I ate grilled scallops on the half-shell topped with crumbly bacon bits and bean sprout-slaw from Shell Seekers, Catalan stew with meatballs, chorizo butter, peppers with seafood paella from Cafe Brod and Thai green curry from Furness Fish & Game. For my breakfast I bought a French baguette from Oliver's Bakery and a piece of Beilleuaire's cow's milk cheese (Machecoulais Cremeux Boîte).
At the entrance to the Market, I had freshly brewed coffee and a late afternoon apple pastry at Monmouth Coffee Company. Also just outside the Market is a Neal's Yard Dairy shop with giant wheels of cheese stacked floor to ceiling.
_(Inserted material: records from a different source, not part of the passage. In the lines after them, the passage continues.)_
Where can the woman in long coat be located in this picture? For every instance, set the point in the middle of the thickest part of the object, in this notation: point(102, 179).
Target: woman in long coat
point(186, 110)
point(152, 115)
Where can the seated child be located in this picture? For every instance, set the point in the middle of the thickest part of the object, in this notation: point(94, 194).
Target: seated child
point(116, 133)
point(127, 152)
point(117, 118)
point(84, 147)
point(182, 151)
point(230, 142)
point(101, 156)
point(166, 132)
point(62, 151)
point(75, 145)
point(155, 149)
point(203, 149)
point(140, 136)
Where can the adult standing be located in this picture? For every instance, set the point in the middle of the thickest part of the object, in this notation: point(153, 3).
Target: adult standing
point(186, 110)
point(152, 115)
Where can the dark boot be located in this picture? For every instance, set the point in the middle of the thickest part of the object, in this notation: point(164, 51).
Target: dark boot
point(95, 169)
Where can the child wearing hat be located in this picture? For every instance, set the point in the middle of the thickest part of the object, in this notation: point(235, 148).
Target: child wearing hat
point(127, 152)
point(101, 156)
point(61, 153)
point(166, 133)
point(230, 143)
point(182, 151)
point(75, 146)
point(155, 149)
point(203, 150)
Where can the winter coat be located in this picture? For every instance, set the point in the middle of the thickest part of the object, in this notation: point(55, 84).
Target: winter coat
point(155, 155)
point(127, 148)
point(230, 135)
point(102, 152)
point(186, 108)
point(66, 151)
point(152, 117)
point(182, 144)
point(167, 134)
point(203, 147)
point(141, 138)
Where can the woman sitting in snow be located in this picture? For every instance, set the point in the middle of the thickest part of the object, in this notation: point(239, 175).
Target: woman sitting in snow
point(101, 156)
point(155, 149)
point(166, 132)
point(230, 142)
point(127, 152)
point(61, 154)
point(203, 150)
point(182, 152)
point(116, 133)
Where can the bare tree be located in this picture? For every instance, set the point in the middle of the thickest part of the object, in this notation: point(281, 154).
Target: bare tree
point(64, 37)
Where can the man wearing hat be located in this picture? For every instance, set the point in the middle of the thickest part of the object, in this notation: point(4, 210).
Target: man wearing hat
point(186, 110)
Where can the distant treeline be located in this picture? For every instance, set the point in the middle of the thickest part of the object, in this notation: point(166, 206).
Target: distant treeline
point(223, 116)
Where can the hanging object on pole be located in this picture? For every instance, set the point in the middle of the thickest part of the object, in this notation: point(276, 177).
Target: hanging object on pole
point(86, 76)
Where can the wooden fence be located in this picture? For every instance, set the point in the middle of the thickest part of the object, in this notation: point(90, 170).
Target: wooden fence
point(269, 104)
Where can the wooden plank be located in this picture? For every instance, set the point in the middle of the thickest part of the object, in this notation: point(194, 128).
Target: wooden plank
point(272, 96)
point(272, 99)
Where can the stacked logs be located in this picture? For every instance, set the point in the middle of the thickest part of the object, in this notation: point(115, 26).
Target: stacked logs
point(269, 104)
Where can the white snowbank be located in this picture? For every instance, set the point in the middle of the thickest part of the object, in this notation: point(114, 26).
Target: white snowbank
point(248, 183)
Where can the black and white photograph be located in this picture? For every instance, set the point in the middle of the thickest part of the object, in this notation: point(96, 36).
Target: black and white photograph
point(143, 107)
For any cheese aficionado, the Market is a must-stop.
Coming on Thursday, the least busy day, I watched a cooking lesson at the popular and free Demonstration Kitchen (Noon-2:00PM) where resident chef, Hayley Edwards, cooks up fresh dishes made with the market's products. She gives away the recipes and samples. The food is as delicious as any you would have in a fine dining restaurant.
Speaking of fine dining, we splurged and had two meals that were really good and worth recommending.
A few years ago, I interviewed chef Albert Roux when he opened his first American restaurant outside Houston. He talked excitedly about the advantages of cooking in America, with our bounty of produce, seafood and meat.
In the 1960s, he and his brother Michel revolutionized English cooking when they opened Le Gavroche, the first world class French restaurant in London. Since then, he, his brother and son have opened a score of restaurants. One of the most recent is Roux at the Landau (1C Portland Place, W1B 1JA, 020-7965-0165) in the elegantly comfortable Langham Hotel in London's West End.
Working under Michel Roux (Albert Roux's son), Chris King, the young chef who runs the kitchen, lived in the United States so, like chef Roux, he appreciates locally sourced products. His cooking draws inspiration from French cooking (of course!), as well as from English, Spanish and Mediterranean cuisines.
The highlights of the meal were the Cornish squid with squid emulsion on top of shaved cauliflower, English asparagus with a soft-coddled egg (the yolk ran bright yellow when the egg was cut open), a beef fillet with a magical anchovy tarte--the crusty top, caramelized and sweetened--falafel made with broad beans instead of chickpeas that evaporated in the mouth after a sweet outer crunch, a creamy ricotta with cavatelli pasta and pickled cippolini onions and a long rectangle of eggplant that was roasted with the Middle Eastern spice, za'atar and served with a cracked wheat pilaf and peeled cherry tomatoes.
And then there were delicious French and English cheeses and desserts that balanced sweetness and texture using chocolate, ice cream and crispy, warm cinnamon doughnuts.
At Heathrow Airport and St. Pancras train station, I had coffee at Costa Coffee, a clean and well-appointed shop with good coffee and tea, freshly baked goods, snacks and sandwiches. You'll see Costa Coffee shops all around greater London. I was tired and hungry and a cup of coffee and Costa's biscuits hit the spot.